I wish we could stay in Dunedin for a little bit longer but we had to get as close to Christchurch as possible because we only had one night left before flying back to Auckland – excluding the last night that we were going to spend at a guesthouse near to the airport. I googled for a place among the rolling hills from where we could get a good look at the whole city and it came back with Signal Hill so off to Signal Hill we went. The beauty of Dunedin impressed me even more when I looked at it from the top of Signal Hill. The city is located at the end of a beautiful bay which is flanked by rolling hills which are blanketed by green farmlands. The view was just so break-taking.

Dunedin from the Trig Hill

From Dunedin we wheeled off along the coast towards the North, stopping here and there along the way if we found anything worthy to stop for. We were glad that we put in the GPS as part of the car package that we took. There was a little bit of argument in my head whether we should take it because we could actually use a cell phone to show us the way around so long as we had the internet connection. But it turned out that the GPS was not all about the directions alone but it would tell if there was any interesting place within the vicinity.

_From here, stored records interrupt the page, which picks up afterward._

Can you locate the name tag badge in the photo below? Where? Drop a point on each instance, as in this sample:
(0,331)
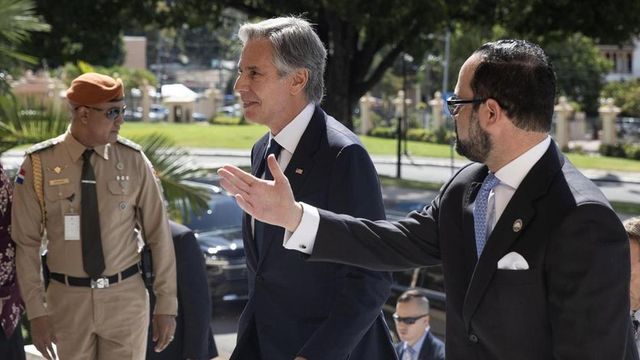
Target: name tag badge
(72,227)
(58,182)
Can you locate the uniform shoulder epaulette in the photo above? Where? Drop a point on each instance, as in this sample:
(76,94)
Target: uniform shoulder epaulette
(129,143)
(44,145)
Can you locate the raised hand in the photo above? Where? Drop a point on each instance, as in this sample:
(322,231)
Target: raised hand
(268,201)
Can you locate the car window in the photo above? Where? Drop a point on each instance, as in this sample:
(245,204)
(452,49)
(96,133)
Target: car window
(223,213)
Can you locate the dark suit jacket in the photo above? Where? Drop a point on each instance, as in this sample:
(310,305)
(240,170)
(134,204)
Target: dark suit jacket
(193,338)
(572,302)
(432,348)
(316,310)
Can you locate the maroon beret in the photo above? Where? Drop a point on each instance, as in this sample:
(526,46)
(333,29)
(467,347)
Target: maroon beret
(94,88)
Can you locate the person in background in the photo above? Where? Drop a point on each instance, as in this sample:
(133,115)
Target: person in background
(530,248)
(297,309)
(87,190)
(193,338)
(412,325)
(11,306)
(632,226)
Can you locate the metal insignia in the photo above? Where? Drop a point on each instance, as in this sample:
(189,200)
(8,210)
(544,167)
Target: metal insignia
(517,225)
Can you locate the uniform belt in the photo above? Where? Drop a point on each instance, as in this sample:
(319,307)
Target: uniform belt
(99,283)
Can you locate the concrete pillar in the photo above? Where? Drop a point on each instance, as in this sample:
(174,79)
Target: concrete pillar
(365,113)
(437,104)
(579,128)
(563,110)
(608,112)
(145,101)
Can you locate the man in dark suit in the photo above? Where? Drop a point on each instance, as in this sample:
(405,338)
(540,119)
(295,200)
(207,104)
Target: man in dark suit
(412,325)
(298,309)
(530,248)
(193,338)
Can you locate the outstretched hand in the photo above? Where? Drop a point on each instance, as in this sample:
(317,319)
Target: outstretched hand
(270,201)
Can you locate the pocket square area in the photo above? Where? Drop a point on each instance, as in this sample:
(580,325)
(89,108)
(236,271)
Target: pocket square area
(513,261)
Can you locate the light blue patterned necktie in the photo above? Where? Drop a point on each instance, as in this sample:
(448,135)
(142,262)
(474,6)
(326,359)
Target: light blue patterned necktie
(480,211)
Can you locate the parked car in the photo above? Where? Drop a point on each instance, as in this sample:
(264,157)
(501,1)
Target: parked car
(158,112)
(219,233)
(430,279)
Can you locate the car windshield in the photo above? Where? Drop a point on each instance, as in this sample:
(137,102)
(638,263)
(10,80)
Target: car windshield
(223,213)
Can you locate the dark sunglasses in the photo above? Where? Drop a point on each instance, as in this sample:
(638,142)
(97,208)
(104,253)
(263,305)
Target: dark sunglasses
(454,103)
(408,320)
(111,113)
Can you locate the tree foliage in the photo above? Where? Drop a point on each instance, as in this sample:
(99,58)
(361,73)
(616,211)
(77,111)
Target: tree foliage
(626,95)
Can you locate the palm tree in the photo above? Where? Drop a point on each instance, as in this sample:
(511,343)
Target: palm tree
(17,20)
(30,122)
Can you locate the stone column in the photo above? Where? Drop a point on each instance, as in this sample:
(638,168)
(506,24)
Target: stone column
(365,113)
(145,101)
(579,128)
(437,104)
(608,112)
(563,110)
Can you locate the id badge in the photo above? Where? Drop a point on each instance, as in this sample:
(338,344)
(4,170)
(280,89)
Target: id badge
(72,227)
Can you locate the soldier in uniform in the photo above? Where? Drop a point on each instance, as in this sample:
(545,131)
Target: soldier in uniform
(86,190)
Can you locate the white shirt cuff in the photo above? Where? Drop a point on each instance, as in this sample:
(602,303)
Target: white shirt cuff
(304,237)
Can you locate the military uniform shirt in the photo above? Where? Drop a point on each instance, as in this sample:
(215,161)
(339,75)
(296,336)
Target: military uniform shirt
(124,182)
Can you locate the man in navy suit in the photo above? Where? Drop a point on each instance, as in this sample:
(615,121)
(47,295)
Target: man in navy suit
(412,325)
(298,309)
(530,248)
(193,338)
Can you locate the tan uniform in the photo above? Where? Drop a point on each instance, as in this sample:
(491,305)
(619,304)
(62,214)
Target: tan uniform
(124,182)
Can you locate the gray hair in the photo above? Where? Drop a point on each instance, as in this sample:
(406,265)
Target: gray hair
(295,46)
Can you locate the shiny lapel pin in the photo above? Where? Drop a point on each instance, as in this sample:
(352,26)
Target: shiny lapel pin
(517,225)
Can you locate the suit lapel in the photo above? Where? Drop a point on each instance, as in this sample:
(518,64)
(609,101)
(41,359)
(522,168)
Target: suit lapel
(520,207)
(298,170)
(302,162)
(257,154)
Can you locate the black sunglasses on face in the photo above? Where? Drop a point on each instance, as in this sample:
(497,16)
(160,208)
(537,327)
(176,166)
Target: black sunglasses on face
(408,320)
(454,103)
(111,113)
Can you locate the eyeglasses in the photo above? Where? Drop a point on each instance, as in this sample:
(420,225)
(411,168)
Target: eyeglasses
(111,113)
(454,103)
(408,320)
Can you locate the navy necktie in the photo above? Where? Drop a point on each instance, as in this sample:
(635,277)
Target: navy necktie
(261,229)
(92,256)
(480,211)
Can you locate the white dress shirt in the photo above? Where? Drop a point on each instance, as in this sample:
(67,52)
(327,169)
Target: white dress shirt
(511,175)
(289,137)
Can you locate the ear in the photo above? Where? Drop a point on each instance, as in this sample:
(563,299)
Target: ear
(493,112)
(299,79)
(82,114)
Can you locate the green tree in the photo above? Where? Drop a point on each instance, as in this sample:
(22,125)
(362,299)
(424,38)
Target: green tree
(30,122)
(580,68)
(17,21)
(626,95)
(88,31)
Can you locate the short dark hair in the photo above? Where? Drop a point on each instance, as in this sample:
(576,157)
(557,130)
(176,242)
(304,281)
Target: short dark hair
(419,295)
(520,77)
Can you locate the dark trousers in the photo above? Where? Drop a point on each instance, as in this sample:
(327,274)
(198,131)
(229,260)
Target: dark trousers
(13,347)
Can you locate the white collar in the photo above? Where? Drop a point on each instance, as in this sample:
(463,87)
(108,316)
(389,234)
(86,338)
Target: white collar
(514,172)
(290,135)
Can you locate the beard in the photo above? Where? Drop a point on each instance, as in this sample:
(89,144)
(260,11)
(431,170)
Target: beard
(478,145)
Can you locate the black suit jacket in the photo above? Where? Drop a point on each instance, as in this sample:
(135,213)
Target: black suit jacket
(432,348)
(193,337)
(316,310)
(572,302)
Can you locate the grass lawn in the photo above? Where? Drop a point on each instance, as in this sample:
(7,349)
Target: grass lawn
(201,135)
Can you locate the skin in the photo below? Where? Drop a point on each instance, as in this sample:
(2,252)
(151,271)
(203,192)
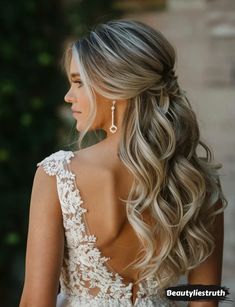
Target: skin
(77,97)
(45,242)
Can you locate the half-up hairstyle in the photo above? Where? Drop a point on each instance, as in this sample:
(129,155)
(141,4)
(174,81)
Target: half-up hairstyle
(126,59)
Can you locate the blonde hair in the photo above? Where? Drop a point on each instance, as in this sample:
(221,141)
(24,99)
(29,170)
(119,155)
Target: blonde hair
(126,59)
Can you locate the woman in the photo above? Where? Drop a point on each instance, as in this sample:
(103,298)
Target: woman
(119,221)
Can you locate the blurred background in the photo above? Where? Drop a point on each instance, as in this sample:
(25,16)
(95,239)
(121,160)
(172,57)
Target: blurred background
(35,121)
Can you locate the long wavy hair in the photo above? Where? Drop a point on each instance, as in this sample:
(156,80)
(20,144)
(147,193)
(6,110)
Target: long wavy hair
(127,59)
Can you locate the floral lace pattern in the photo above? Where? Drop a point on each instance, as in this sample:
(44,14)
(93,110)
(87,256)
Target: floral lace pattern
(85,278)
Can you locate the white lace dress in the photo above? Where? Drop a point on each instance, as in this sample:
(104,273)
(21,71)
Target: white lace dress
(84,270)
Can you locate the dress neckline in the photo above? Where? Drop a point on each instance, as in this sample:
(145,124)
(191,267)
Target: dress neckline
(108,267)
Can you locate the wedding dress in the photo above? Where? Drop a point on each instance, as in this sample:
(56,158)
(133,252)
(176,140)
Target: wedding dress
(84,269)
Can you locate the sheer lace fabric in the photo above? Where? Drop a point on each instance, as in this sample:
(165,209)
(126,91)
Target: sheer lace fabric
(85,278)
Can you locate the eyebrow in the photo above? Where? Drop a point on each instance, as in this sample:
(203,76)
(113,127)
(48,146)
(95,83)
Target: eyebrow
(73,75)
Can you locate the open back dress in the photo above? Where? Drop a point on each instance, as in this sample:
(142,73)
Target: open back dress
(86,279)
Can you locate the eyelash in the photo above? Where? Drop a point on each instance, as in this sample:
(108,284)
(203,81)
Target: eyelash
(80,82)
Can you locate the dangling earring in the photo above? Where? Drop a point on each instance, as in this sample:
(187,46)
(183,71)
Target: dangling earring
(113,128)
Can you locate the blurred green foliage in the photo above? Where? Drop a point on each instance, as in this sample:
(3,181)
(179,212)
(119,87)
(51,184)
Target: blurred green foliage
(32,87)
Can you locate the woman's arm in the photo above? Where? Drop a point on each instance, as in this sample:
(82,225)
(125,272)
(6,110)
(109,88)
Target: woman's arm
(45,244)
(210,271)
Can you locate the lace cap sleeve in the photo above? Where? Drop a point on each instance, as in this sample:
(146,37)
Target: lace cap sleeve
(52,164)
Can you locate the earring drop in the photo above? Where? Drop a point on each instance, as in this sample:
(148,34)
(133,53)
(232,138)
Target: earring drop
(113,128)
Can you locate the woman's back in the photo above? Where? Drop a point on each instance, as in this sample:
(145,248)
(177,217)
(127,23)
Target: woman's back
(101,232)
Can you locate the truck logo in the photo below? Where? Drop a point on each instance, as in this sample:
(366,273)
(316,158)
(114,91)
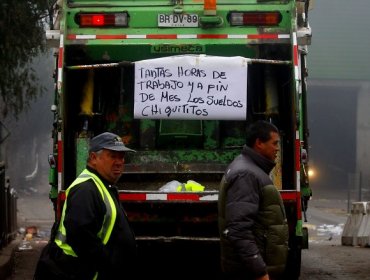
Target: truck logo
(167,48)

It would also tell about each town that we passed through so the information that we got from that little device was enormous.

There was one place called Shag Point for instance that we wouldn’t have known the existence of if not for the GPS. Based on the information it gave, Shag Point is a place that we could find penguins at if we were lucky. Unfortunately we were not (lucky) but still we managed to catch up with a group of seals. And they gotta be some of the cutest animals that I had ever come upon.

They seemed to enjoy the sun very very much and they’d roll around on the grass totally in oblivion to the surrounding. They only looked at us when we were close enough to see into their sparkling and watery eyes. I was filming when one of them suddenly came charging at me and in a panic state I stumbled but managed to get back on my feet and run before the animal caught up with me (although I have no idea if she was coming to hurt me or just being playful).

Then another place that we heard about on the GPS is the Moeraki Boulders. Our curiosity had led us to a beach where boulders of near-perfect round shape were scattered all over. The existence of the boulders remains a mystery and of course when there is something mysterious there’ll be a lot of theories. I refused to fall for any of them. LOL.

Moeraki Boulders

Our final destination of the day was Oamaru. Based on the information facilitated to us by the GPS, this beautiful seaside town is said to be the town with the highest concentration of historical buildings in New Zealand. Being in Oamaru is like being thrown back to the colonial time – except that the colonists never left unlike in most other countries where the colonists left after the country that they had colonized gained independence. The buildings were beautiful. There was a beautiful church and for a moment I wished we had arrived there earlier so that we had the time to explore more.

We did not book for our accommodation in Oamaru, or anywhere else for that particular day and it had proved to be quite of a mistake. We went all over looking for a room but all the hotels that we went to were full. It was getting dark and chilly to stay outside so we were quite desperate to look for a room. We finally managed to get one but it had cost us way beyond our average budget for nightly accommodation. The double-story building was more like a motel but the rooms were spacious. It was such a long day for us so we had some of the beer that we had bought back in Queenstown. I never fancied drinking in a hotel room so I stopped after the second bottle. It would be another long day back to Christchurch the next day.